21st May 2013 - New research


Annals of Neurology [2013] May 9 [Epub ahead of print] (Nielsen SS, Franklin GM, Longstreth WT, Swanson PD, Checkoway H.)   Complete abstract

Nicotine has long been known to reduce the risk of Parkinson's Disease. So researchers assessed whether the risk of Parkinson's Disease is associated with the consumption of nicotine-containing vegetables edibles from the same botanical family as tobacco, Solanaceae, which includes peppers, tomatoes, and potatoes.

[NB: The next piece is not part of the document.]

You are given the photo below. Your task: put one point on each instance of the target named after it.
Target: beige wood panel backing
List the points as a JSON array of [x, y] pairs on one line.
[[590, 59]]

When people with Parkinson's Disease were compared with those people that did not have it, Parkinson's Disease was found to be less likely in those people that ate more peppers, tomatoes, tomato juice, and potatoes during adulthood. An association was also found for just peppers. The likelihood of developing Parkinson's Disease was an average of 81% as likely, and in some people down to 65% as likely. The association was intensified when the nicotine concentration of the vegetables was higher. So it was nicotine that caused the effect. The effect largely occurred in people who had never used tobacco or who had smoked cigarettes for less than 10 years.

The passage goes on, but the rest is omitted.